Giving sustainably also entails giving regularly, which has several benefits.
First, giving regularly can serve as a consistent reminder that your actions are having a positive impact, which can improve your long-term motivation. The warm glow that comes with doing good can help reinforce the habit.
Second, regular donations remind others about the importance of charity and demonstrate your commitment to philanthropy. This goes hand-in-hand with the goal of promoting altruism to other people.
Third, like with most habits, repetition is key. Donating on a regular schedule makes philanthropy a consistent part of your life and it becomes easier to maintain over the long term. Just think about how much easier it is to stay active when you make a weekly commitment to exercise.

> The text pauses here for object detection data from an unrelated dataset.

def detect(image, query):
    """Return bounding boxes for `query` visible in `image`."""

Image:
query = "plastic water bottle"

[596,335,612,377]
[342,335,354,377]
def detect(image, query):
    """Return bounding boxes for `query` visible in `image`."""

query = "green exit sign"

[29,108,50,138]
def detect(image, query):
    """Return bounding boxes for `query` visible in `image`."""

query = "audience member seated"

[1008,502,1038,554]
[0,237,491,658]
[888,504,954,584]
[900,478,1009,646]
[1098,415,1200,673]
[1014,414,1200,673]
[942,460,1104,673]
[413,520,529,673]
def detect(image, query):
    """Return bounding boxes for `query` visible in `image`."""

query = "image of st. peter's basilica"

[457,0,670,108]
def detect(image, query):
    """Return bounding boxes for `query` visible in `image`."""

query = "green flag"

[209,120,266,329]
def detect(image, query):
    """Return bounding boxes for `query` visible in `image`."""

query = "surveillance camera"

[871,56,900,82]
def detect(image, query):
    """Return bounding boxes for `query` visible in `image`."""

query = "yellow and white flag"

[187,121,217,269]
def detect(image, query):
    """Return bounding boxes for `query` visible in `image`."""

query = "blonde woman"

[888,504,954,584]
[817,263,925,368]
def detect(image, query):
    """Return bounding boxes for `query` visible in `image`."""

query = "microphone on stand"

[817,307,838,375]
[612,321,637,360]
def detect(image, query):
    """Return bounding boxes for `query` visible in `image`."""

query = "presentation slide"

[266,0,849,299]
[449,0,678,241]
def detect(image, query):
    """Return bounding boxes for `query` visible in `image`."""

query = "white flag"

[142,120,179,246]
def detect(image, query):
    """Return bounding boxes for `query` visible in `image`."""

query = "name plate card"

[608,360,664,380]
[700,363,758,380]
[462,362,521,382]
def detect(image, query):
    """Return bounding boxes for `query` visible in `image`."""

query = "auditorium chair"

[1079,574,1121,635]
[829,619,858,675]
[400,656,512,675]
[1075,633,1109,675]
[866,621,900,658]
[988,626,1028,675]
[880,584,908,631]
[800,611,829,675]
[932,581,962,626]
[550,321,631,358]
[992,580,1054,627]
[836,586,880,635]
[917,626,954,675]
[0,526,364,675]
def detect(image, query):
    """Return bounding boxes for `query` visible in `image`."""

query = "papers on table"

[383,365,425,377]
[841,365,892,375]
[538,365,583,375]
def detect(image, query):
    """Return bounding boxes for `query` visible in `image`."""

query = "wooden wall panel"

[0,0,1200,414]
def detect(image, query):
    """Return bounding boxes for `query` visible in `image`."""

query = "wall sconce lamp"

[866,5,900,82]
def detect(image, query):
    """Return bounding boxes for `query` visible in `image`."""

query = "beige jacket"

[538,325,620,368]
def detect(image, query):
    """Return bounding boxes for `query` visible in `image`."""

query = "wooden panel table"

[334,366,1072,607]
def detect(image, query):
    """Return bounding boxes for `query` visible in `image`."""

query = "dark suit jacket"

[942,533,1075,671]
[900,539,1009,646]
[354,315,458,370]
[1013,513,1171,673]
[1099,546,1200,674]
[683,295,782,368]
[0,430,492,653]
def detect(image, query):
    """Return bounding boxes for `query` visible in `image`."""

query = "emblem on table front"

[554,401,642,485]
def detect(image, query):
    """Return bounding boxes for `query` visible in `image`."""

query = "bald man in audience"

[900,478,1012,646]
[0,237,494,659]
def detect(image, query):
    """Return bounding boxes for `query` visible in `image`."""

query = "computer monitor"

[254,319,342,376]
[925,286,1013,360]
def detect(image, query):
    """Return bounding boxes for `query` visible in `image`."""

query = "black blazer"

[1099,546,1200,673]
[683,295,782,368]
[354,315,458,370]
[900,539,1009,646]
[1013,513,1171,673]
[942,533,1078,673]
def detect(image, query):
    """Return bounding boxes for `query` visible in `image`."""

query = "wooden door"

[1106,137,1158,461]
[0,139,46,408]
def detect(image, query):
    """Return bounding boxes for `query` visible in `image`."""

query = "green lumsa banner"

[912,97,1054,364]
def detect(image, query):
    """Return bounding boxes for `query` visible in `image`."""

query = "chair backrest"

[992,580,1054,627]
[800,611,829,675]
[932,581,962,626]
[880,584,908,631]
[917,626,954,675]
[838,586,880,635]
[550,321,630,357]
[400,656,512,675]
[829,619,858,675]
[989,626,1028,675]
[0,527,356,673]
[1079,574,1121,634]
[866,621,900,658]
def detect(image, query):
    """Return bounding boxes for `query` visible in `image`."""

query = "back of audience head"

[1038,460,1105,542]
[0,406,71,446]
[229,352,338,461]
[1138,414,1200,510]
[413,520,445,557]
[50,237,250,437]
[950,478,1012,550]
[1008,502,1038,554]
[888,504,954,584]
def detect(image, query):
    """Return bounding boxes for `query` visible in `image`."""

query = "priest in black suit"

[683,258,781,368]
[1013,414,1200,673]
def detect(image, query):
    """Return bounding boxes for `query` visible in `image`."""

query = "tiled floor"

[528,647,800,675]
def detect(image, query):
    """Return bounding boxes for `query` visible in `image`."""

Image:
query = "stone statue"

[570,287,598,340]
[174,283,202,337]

Fourth, spreading your giving out over regular intervals makes it easier to adapt financially. Frequent donations directly impact your budget more than a large payment deferred years into the future. This immediate feedback can help you adjust the amount you give and ensure that it is compatible with your lifestyle.
Giving effectively is also an important part of giving sustainably. Many people find giving to cost-effective charities incredibly meaningful. The sheer number of lives that can be improved through effective donations is excellent motivation to continue giving. Finding impactful causes you are truly excited about is the best way to make philanthropy rewarding, making it that much easier to stay consistent.
Giving sustainably helps ensure that philanthropy is a continuous, fulfilling part of your life. Considering that it can raise your contributions all while setting a good example for others, sustainable giving should be a priority for all altruists.